Now as you might have noticed this is extremely inefficient, i am essentially traversing the tree 3 times. My professor has stated that this could be done recursively with only one traversal, essentially converting to threadedNode and finding the threads all at once. I have tried multiple ways but i can not find one that works. Does anyone have any kind of tip or some way i can implement it? Thanks
This is the method as specified by the instructor
public static <T> ThreadedNode<T> thread(BinaryNode<T> root)
{
//threads a binary tree
}
The instructor is correct. One traversal is sufficient.
Traverse the original binary tree, creating new ThreadedNodes as you walk this tree.
public static <T> ThreadedNode<T> thread(BinaryNode<T> root) {
// We'll be keeping track of the "previous" node as we go, so use
// a recursive helper method. At first, there is no previous.
return threadHelper(root, null);
}
private static <T> ThreadedNode<T> threadHelper(BinaryNode<T> n, ThreadedNode<T> previous) {
// Create a new threaded node from the current root.
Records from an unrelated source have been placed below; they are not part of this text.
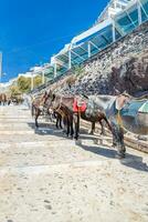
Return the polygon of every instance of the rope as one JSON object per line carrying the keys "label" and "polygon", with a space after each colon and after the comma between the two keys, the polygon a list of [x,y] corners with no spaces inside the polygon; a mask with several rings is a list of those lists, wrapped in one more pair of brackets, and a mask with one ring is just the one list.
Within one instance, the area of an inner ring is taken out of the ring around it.
{"label": "rope", "polygon": [[118,113],[117,113],[117,123],[120,128],[124,128],[123,125],[123,119],[121,119],[121,115],[120,115],[120,110],[118,110]]}

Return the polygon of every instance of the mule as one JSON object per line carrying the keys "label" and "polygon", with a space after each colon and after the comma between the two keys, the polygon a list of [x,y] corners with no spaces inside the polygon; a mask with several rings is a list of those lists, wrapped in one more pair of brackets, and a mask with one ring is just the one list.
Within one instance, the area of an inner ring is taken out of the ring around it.
{"label": "mule", "polygon": [[119,158],[125,158],[126,148],[124,143],[124,129],[138,133],[148,134],[148,113],[141,113],[138,110],[148,99],[136,99],[124,93],[118,97],[114,95],[91,95],[88,97],[88,112],[101,110],[108,119],[113,142],[117,148]]}
{"label": "mule", "polygon": [[6,105],[7,104],[7,94],[0,93],[0,104]]}
{"label": "mule", "polygon": [[[80,118],[92,122],[92,131],[95,128],[95,122],[99,122],[102,125],[102,133],[104,133],[103,120],[107,123],[107,127],[110,129],[110,125],[109,125],[105,114],[99,112],[99,110],[97,110],[97,112],[95,112],[95,113],[89,114],[89,113],[87,113],[87,104],[86,104],[85,111],[77,112],[77,111],[74,111],[74,109],[73,109],[74,102],[75,102],[74,97],[64,98],[64,97],[52,94],[52,92],[49,93],[49,99],[46,99],[46,101],[45,101],[45,105],[52,107],[56,111],[61,110],[65,114],[66,121],[67,121],[67,135],[71,134],[71,137],[73,137],[73,134],[75,132],[74,138],[76,140],[78,139]],[[75,131],[73,130],[73,121],[74,121],[74,125],[75,125]]]}

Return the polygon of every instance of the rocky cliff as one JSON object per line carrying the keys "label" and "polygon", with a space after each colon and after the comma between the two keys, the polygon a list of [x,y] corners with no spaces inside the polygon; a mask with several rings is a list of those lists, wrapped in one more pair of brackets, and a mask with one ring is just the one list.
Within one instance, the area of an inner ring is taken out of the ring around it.
{"label": "rocky cliff", "polygon": [[64,94],[148,91],[148,22],[86,61],[77,77],[67,74],[53,89]]}

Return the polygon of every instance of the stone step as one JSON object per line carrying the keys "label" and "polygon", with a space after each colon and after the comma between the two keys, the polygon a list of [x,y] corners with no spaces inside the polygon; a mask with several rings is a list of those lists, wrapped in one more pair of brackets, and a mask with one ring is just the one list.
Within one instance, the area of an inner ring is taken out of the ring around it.
{"label": "stone step", "polygon": [[33,130],[0,130],[0,135],[27,135],[34,134]]}

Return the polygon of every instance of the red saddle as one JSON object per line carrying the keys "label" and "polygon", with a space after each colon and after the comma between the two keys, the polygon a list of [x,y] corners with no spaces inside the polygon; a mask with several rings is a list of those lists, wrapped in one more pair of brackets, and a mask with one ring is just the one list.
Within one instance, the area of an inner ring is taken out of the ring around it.
{"label": "red saddle", "polygon": [[85,112],[86,110],[86,102],[80,102],[77,99],[74,100],[73,103],[73,111],[74,112]]}

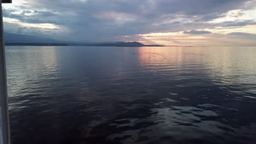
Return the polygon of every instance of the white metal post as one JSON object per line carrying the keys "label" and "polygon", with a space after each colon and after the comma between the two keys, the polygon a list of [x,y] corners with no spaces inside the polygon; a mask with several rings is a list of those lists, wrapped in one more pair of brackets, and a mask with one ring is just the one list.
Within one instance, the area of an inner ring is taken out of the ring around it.
{"label": "white metal post", "polygon": [[[4,1],[3,1],[4,2]],[[2,0],[0,0],[0,144],[10,144],[10,128],[7,97]],[[2,134],[1,134],[2,133]]]}

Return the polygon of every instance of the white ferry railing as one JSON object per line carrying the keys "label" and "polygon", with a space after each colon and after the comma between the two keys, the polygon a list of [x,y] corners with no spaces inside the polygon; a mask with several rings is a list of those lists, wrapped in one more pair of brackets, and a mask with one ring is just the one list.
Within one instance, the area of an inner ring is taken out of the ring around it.
{"label": "white ferry railing", "polygon": [[2,9],[2,3],[11,3],[11,1],[0,0],[0,144],[10,143]]}

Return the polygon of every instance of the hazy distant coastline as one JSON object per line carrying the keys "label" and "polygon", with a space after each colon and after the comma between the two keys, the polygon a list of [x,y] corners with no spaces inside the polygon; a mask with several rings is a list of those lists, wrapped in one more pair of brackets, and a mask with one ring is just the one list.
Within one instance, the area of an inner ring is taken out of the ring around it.
{"label": "hazy distant coastline", "polygon": [[144,45],[138,42],[74,42],[58,41],[47,38],[40,38],[28,35],[4,33],[5,45],[9,46],[118,46],[142,47],[163,46],[160,45]]}

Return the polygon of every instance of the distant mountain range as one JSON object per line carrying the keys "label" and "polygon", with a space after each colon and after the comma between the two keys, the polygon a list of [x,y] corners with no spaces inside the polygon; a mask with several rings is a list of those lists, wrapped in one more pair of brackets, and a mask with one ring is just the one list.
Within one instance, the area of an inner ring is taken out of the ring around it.
{"label": "distant mountain range", "polygon": [[163,46],[159,45],[144,45],[138,42],[104,42],[104,43],[74,43],[58,41],[50,38],[4,33],[5,45],[13,46],[118,46],[142,47]]}

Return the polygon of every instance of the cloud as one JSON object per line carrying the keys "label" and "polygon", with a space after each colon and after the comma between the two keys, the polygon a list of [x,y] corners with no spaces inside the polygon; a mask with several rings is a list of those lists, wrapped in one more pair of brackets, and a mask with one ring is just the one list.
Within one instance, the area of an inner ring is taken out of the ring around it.
{"label": "cloud", "polygon": [[[66,0],[60,2],[51,0],[20,0],[14,1],[13,5],[15,6],[11,8],[4,5],[3,15],[21,22],[51,23],[63,28],[59,31],[65,34],[58,35],[59,33],[55,32],[57,34],[53,35],[51,33],[49,33],[49,37],[55,39],[118,41],[125,40],[124,35],[177,32],[202,34],[211,32],[187,31],[256,25],[253,20],[246,17],[239,20],[228,19],[220,22],[209,22],[221,17],[227,19],[227,16],[241,16],[243,11],[254,8],[255,1]],[[240,10],[240,15],[229,16],[229,11],[236,9]],[[7,23],[8,21],[5,21],[5,23]],[[10,27],[7,28],[9,26],[5,24],[5,29],[14,33],[18,32],[18,28],[12,30]],[[17,26],[21,28],[19,29],[23,29],[20,25]],[[44,29],[38,29],[44,31]],[[49,29],[45,29],[45,31],[43,33],[47,34],[46,32]],[[23,34],[35,34],[26,32]]]}
{"label": "cloud", "polygon": [[196,31],[192,30],[190,31],[184,31],[184,34],[210,34],[211,33],[210,31]]}

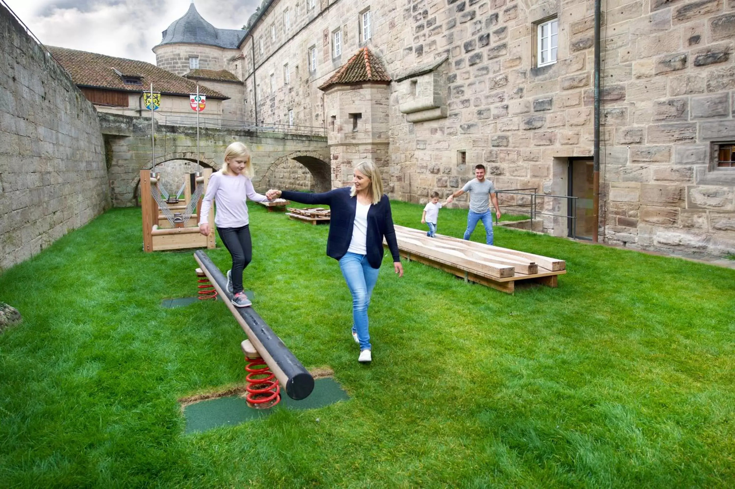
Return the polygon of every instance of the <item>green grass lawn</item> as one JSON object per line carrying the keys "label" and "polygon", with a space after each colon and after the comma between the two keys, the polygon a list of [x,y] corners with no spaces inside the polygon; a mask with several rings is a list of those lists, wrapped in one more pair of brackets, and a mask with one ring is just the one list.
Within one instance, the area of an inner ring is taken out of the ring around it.
{"label": "green grass lawn", "polygon": [[735,271],[496,229],[567,260],[559,288],[386,260],[364,365],[327,226],[251,211],[255,308],[350,400],[184,435],[177,399],[242,383],[244,334],[221,302],[162,308],[194,295],[193,251],[143,253],[140,210],[115,209],[0,275],[24,317],[0,335],[0,486],[733,486]]}

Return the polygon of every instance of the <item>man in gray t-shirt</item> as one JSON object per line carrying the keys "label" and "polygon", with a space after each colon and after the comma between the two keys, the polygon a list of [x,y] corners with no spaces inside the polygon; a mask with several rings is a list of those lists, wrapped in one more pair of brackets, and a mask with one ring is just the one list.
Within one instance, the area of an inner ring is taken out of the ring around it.
{"label": "man in gray t-shirt", "polygon": [[485,226],[485,243],[492,244],[492,214],[490,213],[490,201],[492,201],[492,207],[495,208],[495,215],[501,218],[501,210],[498,207],[498,196],[495,194],[495,188],[492,182],[485,179],[485,167],[478,165],[475,167],[475,178],[465,184],[461,190],[457,190],[447,199],[449,204],[455,197],[459,197],[465,192],[470,193],[470,212],[467,214],[467,230],[465,231],[465,239],[469,240],[472,232],[477,226],[477,221],[481,221]]}

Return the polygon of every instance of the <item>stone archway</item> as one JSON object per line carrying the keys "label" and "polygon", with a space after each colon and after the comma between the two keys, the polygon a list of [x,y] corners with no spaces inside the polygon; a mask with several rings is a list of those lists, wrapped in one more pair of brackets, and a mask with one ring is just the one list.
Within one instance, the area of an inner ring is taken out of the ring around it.
{"label": "stone archway", "polygon": [[[274,188],[284,186],[276,184],[276,172],[279,167],[287,165],[290,160],[295,161],[309,171],[313,179],[315,192],[331,190],[331,167],[324,161],[324,156],[317,151],[298,151],[284,154],[272,163],[260,178],[253,182],[257,189]],[[287,185],[285,186],[288,186]]]}

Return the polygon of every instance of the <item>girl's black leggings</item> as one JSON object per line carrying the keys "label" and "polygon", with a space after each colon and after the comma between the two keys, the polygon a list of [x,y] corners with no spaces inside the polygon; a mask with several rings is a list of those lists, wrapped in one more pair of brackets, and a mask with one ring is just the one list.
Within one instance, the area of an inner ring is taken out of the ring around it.
{"label": "girl's black leggings", "polygon": [[225,248],[232,255],[233,295],[243,291],[243,271],[253,259],[250,227],[218,227],[217,232]]}

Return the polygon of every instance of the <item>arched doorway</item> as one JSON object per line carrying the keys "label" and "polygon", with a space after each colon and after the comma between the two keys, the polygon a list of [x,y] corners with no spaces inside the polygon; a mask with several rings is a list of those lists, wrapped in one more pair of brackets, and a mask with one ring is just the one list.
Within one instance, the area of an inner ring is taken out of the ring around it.
{"label": "arched doorway", "polygon": [[254,182],[256,189],[282,188],[312,192],[331,189],[331,168],[315,151],[294,151],[276,160]]}

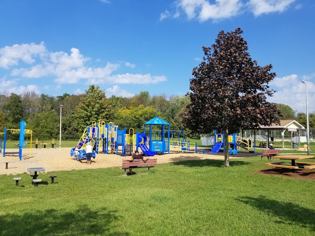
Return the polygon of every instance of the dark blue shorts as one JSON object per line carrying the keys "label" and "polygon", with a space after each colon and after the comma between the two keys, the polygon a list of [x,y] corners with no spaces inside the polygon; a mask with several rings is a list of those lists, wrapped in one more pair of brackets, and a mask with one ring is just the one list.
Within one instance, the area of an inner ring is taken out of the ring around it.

Note that the threaded nodes
// are actually created in "preorder". Assume the ThreadedNode constructor sets
// the left, right, threadLeft, and threadRight fields to null.
ThreadedNode<T> t = new ThreadedNode<T>(n.getData());
// First go down the left side, if necessary.
if (n.getLeft() != null) {
// If there is a left child we have to descend. Note that as we go down the
// left side the previous doesn't change, until we start "backing up".
t.left = threadHelper(n.getLeft(), previous);
previous = t.left;
} else {
// If there is no left child, connect our left thread to the previous.
t.threadLeft = previous;
}
// Now before we go down the right side, see if the previous
// node (it will be in the left subtree) needs to point here.
if (previous != null && previous.right == null) {
previous.threadRight = t;
}
if (n.getRight() != null) {
// If there is a right child we can descend the right. As we go down we
// update previous to the current node. We do this just by passing the current
// node as the second parameter.
t.right = threadHelper(n.getRight(), t);
} else {
// No right child, no worries. We'll hook up our thread-right pointer
// later.
}
return t;
}
Consider the tree (A (B (D) ()) C). The first node you hit in an inorder traversal is D. There is no previous node. So save D as previous. Then the next node you hit is B. The previous node was D, which had no right child, so add a threaded right pointer from D to B. Then set previous to B and continue. Next you hit A. B had no right child, so add a threaded right link from B to A. A has a right child so continue, setting previous to A. The next node is C. C has no left child, so add a threaded left link from C to the current value of previous, which is A.
You could skip the second trip of traversal that you mention in your method. You could convert the nodes from BinaryNode to ThreadedNode on the fly. You'd still need to traverse twice, I think, for the inorder traversal, and for finding the threads and converting it to aThreadedTree.
For conversion on the fly, you could use the method that your instructor has given.
HTH!